Japan Geoscience Union Meeting 2019

Presentation information

[E] Oral

A (Atmospheric and Hydrospheric Sciences ) » A-GE Geological & Soil Environment

[A-GE29] Energy-Environment-Water Nexus and Sustainable Development

Thu. May 30, 2019 10:45 AM - 12:15 PM 301A (3F)

convener:Ming Zhang(Institute for Geo-Resources and Environment, Geological Survey of Japan, AIST), Ken Kawamoto(Graduate School of Science and Engineering, Saitama University), Jet-Chau Wen(National Yunlin University of Science and Technology), Yonghong Hao(Tianjin Normal University), Chairperson:Ming Zhang(AIST), Hirotaka Saito(Tokyo University of Agriculture and Technology), Yonghong Hao(Tianjin Normal University)

11:20 AM - 11:35 AM

[AGE29-03] Estimating Soil Water Content with Color Calibration Method in the Image of Remote Sensing by Unmanned Aerial Vehicle

*Hong-Yi Li1, Hong-Ru Lin1, Jyun-Lin Chen1, Shao-Yang Huang1, Jet-Chau Wen1 (1.National Yunlin University of Science and Technology)

Keywords:Surface soil, Aerial photo-shooting, Digital image processing, Color calibration

From the previous research results, there are many methods for measuring soil water content (SWC), but most of the SWC measurement methods are destructive methods for soil structure. Moreover, it takes a lot of time and manpower. In recent years, the method of estimating SWC from digital images of unmanned aerial vehicle (UAV) is a novel and rapid for measuring SWC non-destructive. While estimating SWC in the field using digital images, the effects are produced sunlight and climates and setting of the camera white balance. While estimating the SWC by digital images, these influences will let these methods have a bias between the hue value of digital images and the color of actual soil. So, the purpose of this study is to add a color calibration method while the process of estimating to remove the influences of sunlight, climates and white balance of camera, to improve the accuracy of estimating SWC by digital images.
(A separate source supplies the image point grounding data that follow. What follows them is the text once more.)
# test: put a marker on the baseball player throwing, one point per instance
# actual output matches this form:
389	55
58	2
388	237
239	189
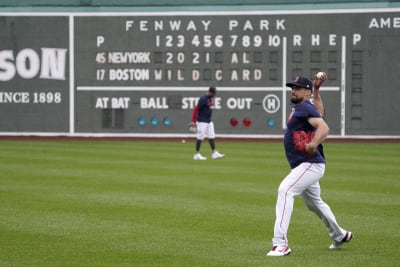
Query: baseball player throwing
201	118
305	132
At first, this study collected the surface soil samples from 0 to 5 cm below the ground surface at the study site which is the sampling range of in-situ planning. A standard color card (ColorChecker) is placed at the study site as a basis for image color calibration. After that, this study used UAV to take a photo-shooting at 30 meters above the ground, and obtain the digital images of the study site. After the sampling is completed, the surface soil sample is obtained its gravimetric water content by thermogravimetry in the laboratory. Next, the digital images taken by the UAV is used to cut the study area and image color calibration using the image processing software.

Then, using Matlab 2018b software to calculates the hue value of RGB color space (Red (R), Green (G), and Blue (B)) of the digital images before and after the color calibration separately, and transforms them into other six color spaces (normalized RGB, HIS, I1I2I3, Lab, YCbCr, and Lch). At last, this study used multiple linear regression to establish the SWC estimation models separately, and then compare the influences which before and after color calibration.

The results of this study show the influences of sunlight, climates and white balance of camera make a significant bias when estimating SWC using the digital images before color calibration. However, this study which added color calibration improves the accuracy in the estimation of SWC by digital images. Finally, the achievements of this study can apply in reducing the number of water resources of the agriculture irrigation widely.